The head of the ICRC’s Libya delegation said it will take “many months, maybe years,” for residents in Derna to recover from the scale of damage, after a seven-meter wave thrashed the northern coastal city this week.

“This disaster was violent and brutal. A wave 7 metres high wiped-out buildings and washed infrastructure into the sea. Now family members are missing, dead bodies are washing back up on shore, and homes are destroyed,” Yann Fridez said.

“It will take many months, maybe years, for residents to recover from this huge level of damage.”

The ICRC had a team in Derna to support families with micro-economic activities when the floodwaters overwhelmed the city, adding it will distribute 6,000 body bags to forensic teams in the eastern city of Benghazi to “ensure dignified treatment of the dead.”

Access to the flood-hit areas remains a “major challenge” because roads were destroyed, the ICRC said.

Libya’s former minister Health Minister Reida El Oakley told CNN’s Becky Anderson on Wednesday that “a huge wave, as high as a six-story building or higher, swept the whole country as a single wave tsunami.”

Khaled Al-Shuwaihed, a Libyan citizen, said the situation in Derna “was a catastrophe.”

“It was a catastrophe, all of my friends are dead,” al-Shuwaihed told Reuters on Thursday.

“One of my friends at the very beginning was filming from the top of the valley, my friend, he was filming, he died.
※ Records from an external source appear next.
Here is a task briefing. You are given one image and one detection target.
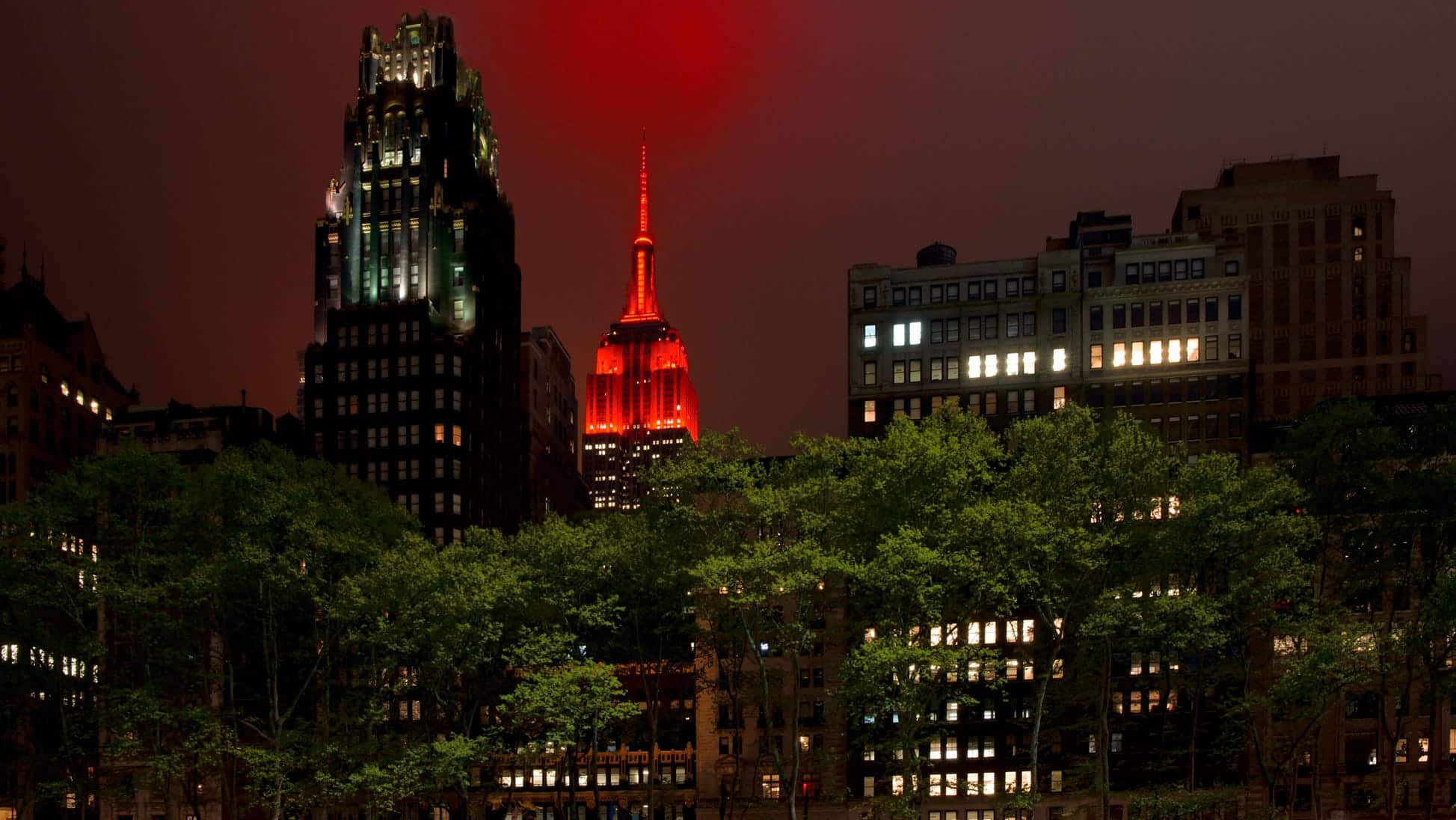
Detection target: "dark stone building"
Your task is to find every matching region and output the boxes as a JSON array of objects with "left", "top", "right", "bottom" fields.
[
  {"left": 581, "top": 140, "right": 698, "bottom": 510},
  {"left": 99, "top": 397, "right": 275, "bottom": 469},
  {"left": 0, "top": 250, "right": 137, "bottom": 503},
  {"left": 300, "top": 13, "right": 524, "bottom": 543},
  {"left": 521, "top": 326, "right": 590, "bottom": 521}
]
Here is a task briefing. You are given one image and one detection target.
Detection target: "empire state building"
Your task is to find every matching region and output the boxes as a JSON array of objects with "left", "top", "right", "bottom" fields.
[{"left": 583, "top": 135, "right": 698, "bottom": 510}]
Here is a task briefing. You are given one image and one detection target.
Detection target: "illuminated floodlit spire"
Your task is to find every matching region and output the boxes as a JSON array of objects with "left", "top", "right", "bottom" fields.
[
  {"left": 638, "top": 128, "right": 652, "bottom": 242},
  {"left": 621, "top": 128, "right": 663, "bottom": 322}
]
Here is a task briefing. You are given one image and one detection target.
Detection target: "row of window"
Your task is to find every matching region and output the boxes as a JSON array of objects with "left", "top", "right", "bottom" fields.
[
  {"left": 1087, "top": 334, "right": 1244, "bottom": 370},
  {"left": 334, "top": 319, "right": 420, "bottom": 348},
  {"left": 313, "top": 388, "right": 463, "bottom": 418},
  {"left": 0, "top": 643, "right": 96, "bottom": 682},
  {"left": 862, "top": 278, "right": 1067, "bottom": 308},
  {"left": 864, "top": 386, "right": 1067, "bottom": 423},
  {"left": 1087, "top": 294, "right": 1244, "bottom": 331},
  {"left": 864, "top": 769, "right": 1061, "bottom": 798},
  {"left": 338, "top": 422, "right": 464, "bottom": 450},
  {"left": 1112, "top": 260, "right": 1239, "bottom": 287},
  {"left": 497, "top": 763, "right": 689, "bottom": 786},
  {"left": 1113, "top": 689, "right": 1178, "bottom": 715},
  {"left": 865, "top": 617, "right": 1061, "bottom": 649},
  {"left": 1087, "top": 373, "right": 1244, "bottom": 408},
  {"left": 322, "top": 352, "right": 464, "bottom": 385},
  {"left": 862, "top": 348, "right": 1067, "bottom": 385},
  {"left": 862, "top": 308, "right": 1067, "bottom": 349}
]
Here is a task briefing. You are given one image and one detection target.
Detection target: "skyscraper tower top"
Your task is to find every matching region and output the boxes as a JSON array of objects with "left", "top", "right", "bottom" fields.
[
  {"left": 583, "top": 132, "right": 698, "bottom": 510},
  {"left": 618, "top": 129, "right": 663, "bottom": 323}
]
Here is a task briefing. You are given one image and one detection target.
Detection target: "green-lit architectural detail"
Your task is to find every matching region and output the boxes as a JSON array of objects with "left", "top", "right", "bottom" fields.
[{"left": 298, "top": 13, "right": 524, "bottom": 540}]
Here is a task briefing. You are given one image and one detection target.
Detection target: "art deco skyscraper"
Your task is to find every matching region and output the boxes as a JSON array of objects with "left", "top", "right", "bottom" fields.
[
  {"left": 300, "top": 13, "right": 524, "bottom": 542},
  {"left": 583, "top": 135, "right": 698, "bottom": 510}
]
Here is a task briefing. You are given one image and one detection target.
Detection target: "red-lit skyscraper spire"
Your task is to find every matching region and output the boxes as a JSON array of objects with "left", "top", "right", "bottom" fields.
[
  {"left": 620, "top": 128, "right": 663, "bottom": 322},
  {"left": 583, "top": 131, "right": 698, "bottom": 508}
]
Someone named Nasir Fatoury and his children (are said to be dead) but these are all rumors at this point, nothing has been confirmed. One of my friends and his five children, only one of them found us.”

Medical volunteers said they were overwhelmed by the scale of human disaster in Derna, as aid slowly began to arrive on Thursday amid fears of waterborne diseases.

More than 30,000 people have been displaced in Derna, the UN’s International Organization for Migration (IOM) said on Wednesday. Meanwhile bodies piled up near defunct health facilities, despite the need to treat survivors of the disaster.

Khaled Hamid, the general manager at a Libyan NGO, said aid donations were inadequate for the number of people needing treatment.

“The first step was easy, we collected money from equipments and donations from inside and outside the organization. We didn’t expect that people would sympathize with us to this extent, and thank God we received very good support,” Hamid told Reuters.

“This is a drop in the ocean of the needs we need for Derna, but we saw while coming here that people are coming here from different cities of Libya, from Misrata, Tripoli, Zawiya, from every city.”

On Thursday, the marine port into Derna became accessible for ships with a minimum draft level of 6.5 meters to deliver humanitarian aid to the badly damaged area, the Libyan Ports and Maritime Transport Authority said.